When out with your friends it is important to keep up. No one wants to be sipping a diet Sprite while all around them friends and acquaintances are having a good time downing cold draft beers, munching on free finger food during happy hour and meeting hot chicks.
Yes, it's important to be good looking, have an outgoing personality and smell like the inside of a new car. However, there's no sense in sitting at the "big boys table" if you can't empty that glass and slap it down on the bar like you know what your're doing.
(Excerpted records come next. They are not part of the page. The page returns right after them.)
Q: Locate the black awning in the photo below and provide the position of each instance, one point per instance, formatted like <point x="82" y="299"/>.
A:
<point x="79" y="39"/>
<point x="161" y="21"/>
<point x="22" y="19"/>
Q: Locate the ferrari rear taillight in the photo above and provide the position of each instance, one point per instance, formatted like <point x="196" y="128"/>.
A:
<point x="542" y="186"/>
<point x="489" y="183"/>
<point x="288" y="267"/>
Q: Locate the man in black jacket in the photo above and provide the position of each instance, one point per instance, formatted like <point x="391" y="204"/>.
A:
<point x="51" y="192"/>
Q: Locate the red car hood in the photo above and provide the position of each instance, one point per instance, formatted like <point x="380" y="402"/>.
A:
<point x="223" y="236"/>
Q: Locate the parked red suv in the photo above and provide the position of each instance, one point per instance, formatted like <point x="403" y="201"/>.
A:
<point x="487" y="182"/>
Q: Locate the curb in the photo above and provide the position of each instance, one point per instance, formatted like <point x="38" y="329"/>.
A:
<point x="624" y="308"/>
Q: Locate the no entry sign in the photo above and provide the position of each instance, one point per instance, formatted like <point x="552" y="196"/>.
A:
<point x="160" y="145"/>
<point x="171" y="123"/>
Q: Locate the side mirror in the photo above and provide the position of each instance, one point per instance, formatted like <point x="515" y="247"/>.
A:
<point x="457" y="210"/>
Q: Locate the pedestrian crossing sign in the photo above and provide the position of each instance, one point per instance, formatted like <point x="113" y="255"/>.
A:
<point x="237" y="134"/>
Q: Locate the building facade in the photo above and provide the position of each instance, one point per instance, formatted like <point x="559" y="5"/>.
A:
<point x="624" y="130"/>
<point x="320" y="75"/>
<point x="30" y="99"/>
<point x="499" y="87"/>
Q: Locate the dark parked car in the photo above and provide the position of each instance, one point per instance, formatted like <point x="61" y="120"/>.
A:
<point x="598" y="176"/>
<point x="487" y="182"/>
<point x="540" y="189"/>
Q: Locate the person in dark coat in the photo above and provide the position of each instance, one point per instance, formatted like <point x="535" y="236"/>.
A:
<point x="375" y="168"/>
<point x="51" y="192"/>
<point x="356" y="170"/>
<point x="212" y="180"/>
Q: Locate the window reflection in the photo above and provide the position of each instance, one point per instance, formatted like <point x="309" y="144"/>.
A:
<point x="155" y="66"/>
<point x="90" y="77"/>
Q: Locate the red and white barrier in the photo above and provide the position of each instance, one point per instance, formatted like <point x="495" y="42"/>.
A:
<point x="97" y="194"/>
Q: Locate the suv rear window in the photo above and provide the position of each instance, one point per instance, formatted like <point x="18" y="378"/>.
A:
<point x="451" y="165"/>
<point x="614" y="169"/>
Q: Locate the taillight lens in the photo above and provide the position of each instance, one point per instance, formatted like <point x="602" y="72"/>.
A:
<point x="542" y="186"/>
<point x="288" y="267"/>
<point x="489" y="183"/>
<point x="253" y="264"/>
Fluid intake is everything. Being thirsty is only a state of a mind. Just like we only use 20% of our brain, our kidneys are normally only worked to 30% capacity! Everyone has the ability to increase their fluid intake, triple it, in fact. Remember, just like a muscle wastes away from disuse, so can your kidneys, especially the right kidney (don't worry, I just made that up). And, likewise, exercising your kidneys by gradually increasing your drinking habits (fluid intake) will get your kidneys into tip-top shape, ready at a moment's notice to do some serious bar hopping.

Do you suffer from UE (urinal envy)? Aside from impressing chicks and friends with your drinking prowess, we all know that where it really counts is in the john. How many times have you stood next to some skinny, five foot tall, long haired a-hole waiting to see who could put out the longest stream only to be knocked out of the running after less than a minute? And then, even after you're at the sink, he's still not finished? How inadequate does that make you feel?
Why didn't she listen?

You need to get in the habit of not counting your beers, just enjoy them. Yes, you can pace yourself without anybody noticing but where's the fun in that? Instead, talk to your doctor...on second thought, don't.
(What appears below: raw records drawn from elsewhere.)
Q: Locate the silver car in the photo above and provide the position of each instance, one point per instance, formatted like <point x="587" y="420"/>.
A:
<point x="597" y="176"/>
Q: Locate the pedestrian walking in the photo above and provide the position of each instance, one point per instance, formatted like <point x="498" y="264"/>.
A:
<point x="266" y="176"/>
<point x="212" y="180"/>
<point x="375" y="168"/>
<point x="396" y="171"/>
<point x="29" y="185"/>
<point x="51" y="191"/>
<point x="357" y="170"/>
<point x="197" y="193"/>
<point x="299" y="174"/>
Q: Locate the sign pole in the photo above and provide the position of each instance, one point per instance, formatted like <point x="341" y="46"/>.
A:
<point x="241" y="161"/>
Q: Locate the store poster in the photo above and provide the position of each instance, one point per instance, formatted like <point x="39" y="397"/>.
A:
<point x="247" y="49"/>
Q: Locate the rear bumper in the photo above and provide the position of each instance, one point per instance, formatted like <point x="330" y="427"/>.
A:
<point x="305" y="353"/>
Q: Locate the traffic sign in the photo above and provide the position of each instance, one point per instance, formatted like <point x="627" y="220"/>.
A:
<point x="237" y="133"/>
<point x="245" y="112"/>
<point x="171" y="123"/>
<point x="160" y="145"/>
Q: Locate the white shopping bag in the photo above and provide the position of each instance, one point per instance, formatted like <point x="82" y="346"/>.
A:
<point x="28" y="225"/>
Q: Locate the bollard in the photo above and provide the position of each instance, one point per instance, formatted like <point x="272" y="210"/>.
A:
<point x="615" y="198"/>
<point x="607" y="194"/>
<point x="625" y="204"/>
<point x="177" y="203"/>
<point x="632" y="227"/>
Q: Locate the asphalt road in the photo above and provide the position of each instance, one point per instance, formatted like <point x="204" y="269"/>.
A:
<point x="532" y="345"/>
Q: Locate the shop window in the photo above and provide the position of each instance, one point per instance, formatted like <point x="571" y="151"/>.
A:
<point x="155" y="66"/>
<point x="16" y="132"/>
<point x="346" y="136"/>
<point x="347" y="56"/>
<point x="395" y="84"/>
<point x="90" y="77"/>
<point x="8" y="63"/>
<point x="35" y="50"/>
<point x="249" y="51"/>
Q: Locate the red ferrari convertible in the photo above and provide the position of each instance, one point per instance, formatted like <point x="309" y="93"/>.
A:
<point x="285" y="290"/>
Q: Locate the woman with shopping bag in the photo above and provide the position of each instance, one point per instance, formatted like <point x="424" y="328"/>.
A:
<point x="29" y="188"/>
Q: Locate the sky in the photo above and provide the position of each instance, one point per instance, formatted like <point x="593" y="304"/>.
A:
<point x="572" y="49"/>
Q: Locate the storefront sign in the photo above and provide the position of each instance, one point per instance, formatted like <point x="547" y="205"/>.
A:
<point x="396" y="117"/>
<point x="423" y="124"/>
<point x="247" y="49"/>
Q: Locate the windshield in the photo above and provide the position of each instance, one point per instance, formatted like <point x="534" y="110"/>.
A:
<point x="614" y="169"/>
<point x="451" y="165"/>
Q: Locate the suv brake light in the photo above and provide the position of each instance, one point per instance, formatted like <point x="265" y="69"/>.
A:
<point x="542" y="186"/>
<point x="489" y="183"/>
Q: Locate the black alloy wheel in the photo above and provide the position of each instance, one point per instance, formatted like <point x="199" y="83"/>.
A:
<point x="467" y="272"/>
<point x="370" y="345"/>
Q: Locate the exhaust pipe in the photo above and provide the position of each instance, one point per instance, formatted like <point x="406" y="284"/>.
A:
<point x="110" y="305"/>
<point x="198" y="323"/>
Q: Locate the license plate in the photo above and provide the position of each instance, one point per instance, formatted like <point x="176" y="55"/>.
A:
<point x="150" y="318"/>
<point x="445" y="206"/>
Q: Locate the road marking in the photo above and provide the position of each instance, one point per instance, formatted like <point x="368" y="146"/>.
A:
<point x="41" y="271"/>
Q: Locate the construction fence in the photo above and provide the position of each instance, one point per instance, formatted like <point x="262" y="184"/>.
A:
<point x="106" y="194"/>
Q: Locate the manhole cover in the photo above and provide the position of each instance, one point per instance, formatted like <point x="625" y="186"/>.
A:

This is just one of those problems that are better left unmentioned. If you can only handle six beers at a time, keep it to yourself.

Helpful Tips:
  • Have a glass of beer before and after each of your meals.
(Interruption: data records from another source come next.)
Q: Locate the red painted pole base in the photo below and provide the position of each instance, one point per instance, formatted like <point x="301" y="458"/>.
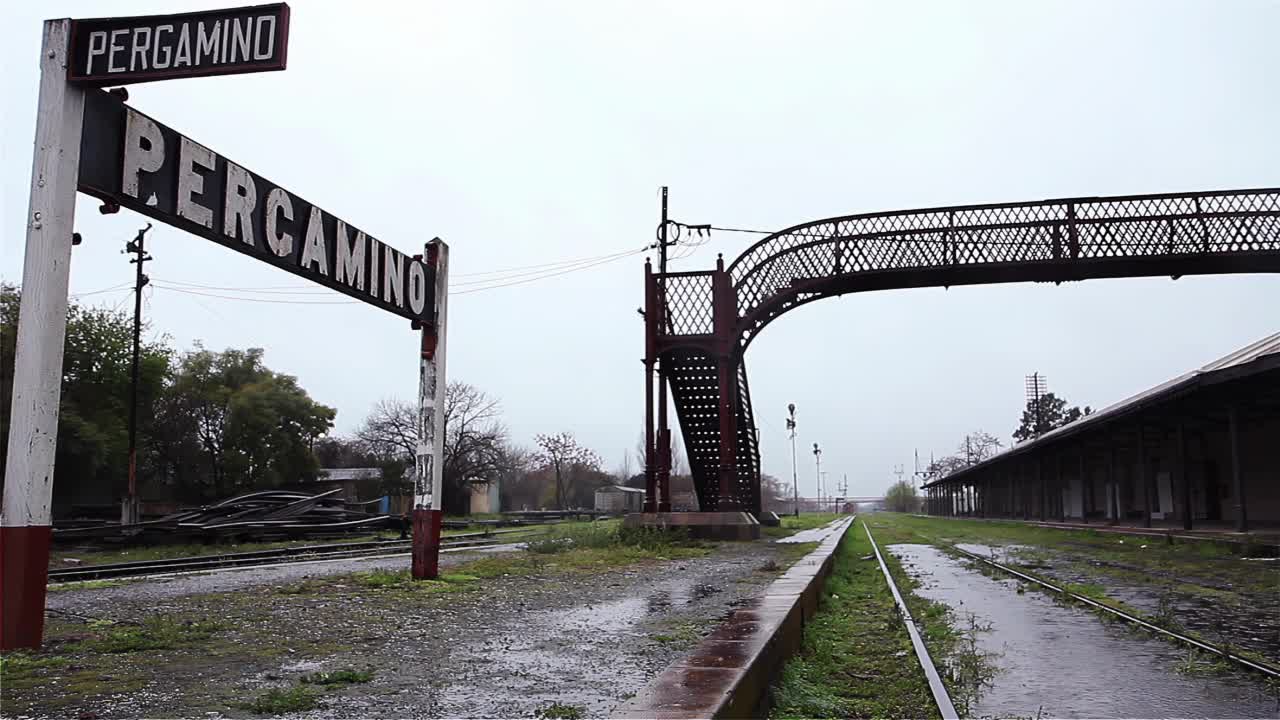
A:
<point x="426" y="543"/>
<point x="23" y="574"/>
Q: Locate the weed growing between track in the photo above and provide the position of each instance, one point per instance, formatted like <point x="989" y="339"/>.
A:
<point x="856" y="660"/>
<point x="1168" y="573"/>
  • Set your smart phone alarm on vibrate to remind you to have the next beer.
  • Make a goal to drink at least 42 ounces of beer per hour and try to reach it.
  • Keep a beer diary of how many times you had to pay for the next round.
  • In winter keep a six pack in the back of your pickup under your jumper cables. 
  • Find your inner you...whenever you feel that you've had enough to drink, go for one more.
  • If you work in a hot/dry environment such as a cattle barn, take as many breaks as you need to maintain your fluid intake. 
  • Have a drinking problem? First try using a larger glass.